Saw was changing, too, seemingly before her eyes. He left on more and more missions, and Jyn had nothing to do but stand by the comm, waiting to hear word from him, hoping the worst hadn’t happened yet. It took everything in her not to comm him when all she got was silence, but she knew her role. She kept her vigil.
He had been gone for a week when he came back from a mission with fresh wounds on his face and a badly broken leg. Jyn tried to ask him what happened, but he just grunted that the mission was a success and dismissed her worry. His leg bothered him, though, and as he was stuck at the outpost while it healed, he snapped at everyone. Including Jyn. She was actually glad when he finally left for another mission, and that feeling hollowed her out.
“What’s wrong, little one?” asked Maia, who’d been at the outpost for over four months by then.
Jyn hung her legs over the edge of the island, staring down at the little grotto where some of the boys were swimming. The sun was starting to set.
“Everything’s changing,” she said sullenly.
“Everything usually does,” Maia said.
“I don’t like it,” Jyn said.
Maia flexed her hands, and Jyn couldn’t help noticing the synthskin gloves she had taken to wearing. She’d won them in a bet against Codo, and she enjoyed showing them off whenever there was a chance he might notice. Sure enough, Codo tried to splash them with water from his position in the sea. It didn’t reach them, but Maia laughed at the shouted curses that followed.
“Saw means something special to you, doesn’t he?” Maia asked Jyn after Codo and the other boys had swum off.
Jyn shrugged. She couldn’t deny it, but she didn’t want to say it out loud, either.

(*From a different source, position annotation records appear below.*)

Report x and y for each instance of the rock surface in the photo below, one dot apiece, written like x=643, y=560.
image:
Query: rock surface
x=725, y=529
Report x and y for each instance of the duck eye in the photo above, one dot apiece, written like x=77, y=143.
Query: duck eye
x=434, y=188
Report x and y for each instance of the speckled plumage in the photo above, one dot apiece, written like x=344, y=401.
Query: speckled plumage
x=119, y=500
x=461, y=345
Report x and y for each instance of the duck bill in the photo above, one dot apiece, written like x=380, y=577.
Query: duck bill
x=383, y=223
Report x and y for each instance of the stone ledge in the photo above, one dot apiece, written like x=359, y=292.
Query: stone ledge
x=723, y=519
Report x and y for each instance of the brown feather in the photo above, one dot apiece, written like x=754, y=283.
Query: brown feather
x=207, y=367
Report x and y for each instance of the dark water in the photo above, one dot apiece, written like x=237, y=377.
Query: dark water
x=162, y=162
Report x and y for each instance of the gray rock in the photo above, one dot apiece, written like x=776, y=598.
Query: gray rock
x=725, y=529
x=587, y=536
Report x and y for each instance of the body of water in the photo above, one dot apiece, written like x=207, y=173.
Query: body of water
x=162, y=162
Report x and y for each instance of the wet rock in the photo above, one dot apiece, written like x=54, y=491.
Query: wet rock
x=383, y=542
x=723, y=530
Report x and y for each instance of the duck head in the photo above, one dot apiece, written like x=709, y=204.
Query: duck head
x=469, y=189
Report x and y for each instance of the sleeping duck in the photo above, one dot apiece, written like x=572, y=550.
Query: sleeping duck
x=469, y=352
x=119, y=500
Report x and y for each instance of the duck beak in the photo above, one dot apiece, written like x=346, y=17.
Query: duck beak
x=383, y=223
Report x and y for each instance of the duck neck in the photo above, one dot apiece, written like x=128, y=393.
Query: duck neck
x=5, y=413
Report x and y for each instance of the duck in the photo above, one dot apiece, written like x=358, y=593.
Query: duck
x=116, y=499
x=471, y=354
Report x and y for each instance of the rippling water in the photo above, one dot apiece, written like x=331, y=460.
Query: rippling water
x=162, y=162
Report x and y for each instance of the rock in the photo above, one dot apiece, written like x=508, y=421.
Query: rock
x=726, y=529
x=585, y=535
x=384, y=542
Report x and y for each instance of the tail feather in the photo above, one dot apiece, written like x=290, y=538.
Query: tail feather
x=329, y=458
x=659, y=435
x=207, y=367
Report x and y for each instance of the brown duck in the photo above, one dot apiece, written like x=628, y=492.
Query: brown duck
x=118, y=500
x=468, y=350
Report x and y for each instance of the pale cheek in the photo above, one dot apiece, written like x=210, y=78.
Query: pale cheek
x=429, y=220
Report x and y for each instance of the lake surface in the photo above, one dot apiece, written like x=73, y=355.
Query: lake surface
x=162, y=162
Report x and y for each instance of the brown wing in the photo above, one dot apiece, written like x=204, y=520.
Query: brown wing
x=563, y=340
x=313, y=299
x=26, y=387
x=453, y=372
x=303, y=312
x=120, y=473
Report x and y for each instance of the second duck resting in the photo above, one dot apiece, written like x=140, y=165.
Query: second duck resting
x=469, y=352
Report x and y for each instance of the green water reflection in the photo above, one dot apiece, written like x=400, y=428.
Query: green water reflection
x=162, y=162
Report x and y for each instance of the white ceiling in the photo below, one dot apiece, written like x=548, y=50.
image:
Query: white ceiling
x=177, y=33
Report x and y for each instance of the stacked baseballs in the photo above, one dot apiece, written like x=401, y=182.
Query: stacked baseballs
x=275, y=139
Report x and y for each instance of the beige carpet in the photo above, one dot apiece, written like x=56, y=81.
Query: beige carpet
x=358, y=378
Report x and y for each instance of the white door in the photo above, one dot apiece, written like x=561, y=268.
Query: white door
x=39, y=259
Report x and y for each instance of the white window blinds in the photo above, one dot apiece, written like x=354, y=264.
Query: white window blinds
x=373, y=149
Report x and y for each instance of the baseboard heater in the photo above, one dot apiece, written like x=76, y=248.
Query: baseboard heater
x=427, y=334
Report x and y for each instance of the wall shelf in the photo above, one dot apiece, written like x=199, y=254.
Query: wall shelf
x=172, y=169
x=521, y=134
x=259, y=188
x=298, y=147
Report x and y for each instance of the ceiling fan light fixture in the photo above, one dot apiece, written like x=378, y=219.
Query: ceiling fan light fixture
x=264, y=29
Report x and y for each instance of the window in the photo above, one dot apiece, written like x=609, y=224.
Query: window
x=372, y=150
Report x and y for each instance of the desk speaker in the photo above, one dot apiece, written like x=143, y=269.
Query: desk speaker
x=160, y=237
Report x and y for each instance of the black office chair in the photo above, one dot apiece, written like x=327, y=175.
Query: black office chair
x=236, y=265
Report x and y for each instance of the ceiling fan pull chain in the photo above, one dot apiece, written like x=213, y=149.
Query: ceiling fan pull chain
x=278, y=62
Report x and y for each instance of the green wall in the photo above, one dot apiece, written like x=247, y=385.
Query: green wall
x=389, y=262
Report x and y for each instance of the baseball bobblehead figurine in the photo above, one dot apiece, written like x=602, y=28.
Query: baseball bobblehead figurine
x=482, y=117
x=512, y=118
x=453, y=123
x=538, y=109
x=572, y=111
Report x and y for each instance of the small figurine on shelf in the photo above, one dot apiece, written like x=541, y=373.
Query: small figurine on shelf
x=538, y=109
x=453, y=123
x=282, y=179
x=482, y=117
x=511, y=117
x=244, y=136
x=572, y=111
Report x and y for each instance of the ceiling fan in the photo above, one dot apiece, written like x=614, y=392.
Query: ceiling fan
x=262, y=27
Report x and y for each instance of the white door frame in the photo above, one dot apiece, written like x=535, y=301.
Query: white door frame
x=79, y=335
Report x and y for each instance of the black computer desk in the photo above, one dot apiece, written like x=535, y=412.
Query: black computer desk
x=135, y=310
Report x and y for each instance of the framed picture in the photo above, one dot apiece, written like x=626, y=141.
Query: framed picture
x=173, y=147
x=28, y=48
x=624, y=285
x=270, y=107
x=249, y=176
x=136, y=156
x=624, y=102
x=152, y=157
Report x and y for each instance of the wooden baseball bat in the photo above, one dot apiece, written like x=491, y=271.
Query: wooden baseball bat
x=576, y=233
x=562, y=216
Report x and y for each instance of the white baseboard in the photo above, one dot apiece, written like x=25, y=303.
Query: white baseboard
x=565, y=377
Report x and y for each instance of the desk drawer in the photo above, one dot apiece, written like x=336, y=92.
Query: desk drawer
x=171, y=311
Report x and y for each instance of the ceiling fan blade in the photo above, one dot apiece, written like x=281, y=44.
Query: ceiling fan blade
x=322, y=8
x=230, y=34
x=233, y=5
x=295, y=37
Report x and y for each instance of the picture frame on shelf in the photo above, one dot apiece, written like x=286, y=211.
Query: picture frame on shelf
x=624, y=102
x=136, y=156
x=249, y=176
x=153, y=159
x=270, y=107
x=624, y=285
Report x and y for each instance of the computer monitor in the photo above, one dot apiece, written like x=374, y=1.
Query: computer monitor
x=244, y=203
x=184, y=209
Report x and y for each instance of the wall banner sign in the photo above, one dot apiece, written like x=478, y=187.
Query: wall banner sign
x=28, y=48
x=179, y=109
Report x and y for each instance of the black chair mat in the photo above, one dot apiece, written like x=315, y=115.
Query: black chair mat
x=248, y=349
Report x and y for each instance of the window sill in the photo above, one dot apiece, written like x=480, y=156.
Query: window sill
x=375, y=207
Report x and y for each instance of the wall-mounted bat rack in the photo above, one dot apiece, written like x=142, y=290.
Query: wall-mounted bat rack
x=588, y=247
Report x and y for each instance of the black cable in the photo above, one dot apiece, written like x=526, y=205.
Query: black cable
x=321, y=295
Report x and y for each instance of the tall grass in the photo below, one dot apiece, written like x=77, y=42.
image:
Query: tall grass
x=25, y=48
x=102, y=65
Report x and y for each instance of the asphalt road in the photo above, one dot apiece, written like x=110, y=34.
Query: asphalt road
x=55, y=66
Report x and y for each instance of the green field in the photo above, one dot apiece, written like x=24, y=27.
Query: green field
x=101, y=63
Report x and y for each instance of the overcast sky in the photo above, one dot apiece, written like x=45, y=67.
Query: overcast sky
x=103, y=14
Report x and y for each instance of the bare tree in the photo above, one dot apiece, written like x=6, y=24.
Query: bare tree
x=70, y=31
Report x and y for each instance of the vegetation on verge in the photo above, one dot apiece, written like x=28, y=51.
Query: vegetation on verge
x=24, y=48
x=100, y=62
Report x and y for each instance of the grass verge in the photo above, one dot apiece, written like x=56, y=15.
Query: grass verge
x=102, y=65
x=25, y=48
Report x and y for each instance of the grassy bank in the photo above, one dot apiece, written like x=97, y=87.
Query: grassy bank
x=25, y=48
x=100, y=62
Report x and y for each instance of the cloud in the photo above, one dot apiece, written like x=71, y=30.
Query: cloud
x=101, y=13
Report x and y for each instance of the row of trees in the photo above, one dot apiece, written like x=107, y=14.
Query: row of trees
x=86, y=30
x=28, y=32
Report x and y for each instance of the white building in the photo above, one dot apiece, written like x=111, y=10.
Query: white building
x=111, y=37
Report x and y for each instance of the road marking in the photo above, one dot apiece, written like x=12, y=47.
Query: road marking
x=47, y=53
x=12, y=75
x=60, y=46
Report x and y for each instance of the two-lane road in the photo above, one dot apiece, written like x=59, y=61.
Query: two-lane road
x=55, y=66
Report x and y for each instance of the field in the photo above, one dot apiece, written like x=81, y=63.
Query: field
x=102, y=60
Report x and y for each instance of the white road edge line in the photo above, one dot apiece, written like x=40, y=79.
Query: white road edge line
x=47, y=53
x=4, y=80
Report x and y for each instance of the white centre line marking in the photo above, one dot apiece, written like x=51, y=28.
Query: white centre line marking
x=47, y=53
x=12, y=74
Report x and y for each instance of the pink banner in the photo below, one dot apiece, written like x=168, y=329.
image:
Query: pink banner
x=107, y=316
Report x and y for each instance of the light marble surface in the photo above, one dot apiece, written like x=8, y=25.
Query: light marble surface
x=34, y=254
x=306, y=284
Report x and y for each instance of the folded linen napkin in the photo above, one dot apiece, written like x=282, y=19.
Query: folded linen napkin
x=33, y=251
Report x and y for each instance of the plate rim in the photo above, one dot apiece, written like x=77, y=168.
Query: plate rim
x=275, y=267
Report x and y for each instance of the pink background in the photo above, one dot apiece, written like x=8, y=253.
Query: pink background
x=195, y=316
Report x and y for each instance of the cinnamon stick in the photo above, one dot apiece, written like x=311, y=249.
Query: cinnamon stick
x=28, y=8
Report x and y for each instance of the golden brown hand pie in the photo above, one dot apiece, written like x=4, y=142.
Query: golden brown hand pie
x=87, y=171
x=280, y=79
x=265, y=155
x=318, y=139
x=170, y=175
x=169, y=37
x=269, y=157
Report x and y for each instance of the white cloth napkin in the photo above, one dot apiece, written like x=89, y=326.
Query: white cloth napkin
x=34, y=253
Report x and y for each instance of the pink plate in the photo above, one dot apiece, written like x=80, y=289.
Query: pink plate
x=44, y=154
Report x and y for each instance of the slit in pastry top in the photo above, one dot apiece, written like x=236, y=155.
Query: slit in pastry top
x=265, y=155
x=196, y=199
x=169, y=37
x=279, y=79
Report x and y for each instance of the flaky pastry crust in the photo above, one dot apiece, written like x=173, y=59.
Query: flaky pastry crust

“Saw means something to a lot of people,” Maia said when Jyn didn’t answer her. “I heard about him as a hero of Onderon, from my godfather, Lux. Staven’s family was saved when Saw organized a supply run past Imperial blockades to feed them. Saw fought in the Clone Wars; he’s fought in battles since then. He’s half legend.”
Jyn sniffed.
“But,” Maia added, “while Saw means something to all of us, you mean something to him.”
Jyn’s head whipped around, but she didn’t know what to say. Maia nodded knowingly.
“Don’t doubt that, little one,” she said. “Sometimes I think you’re the only one he really cares about.”
“Oy!” someone called from the ladder that descended to the sea. The boys were climbing back up from the grotto. Staven made his way over to Maia and Jyn, his blue hair dripping wet. “We’re taking a break, you want in?”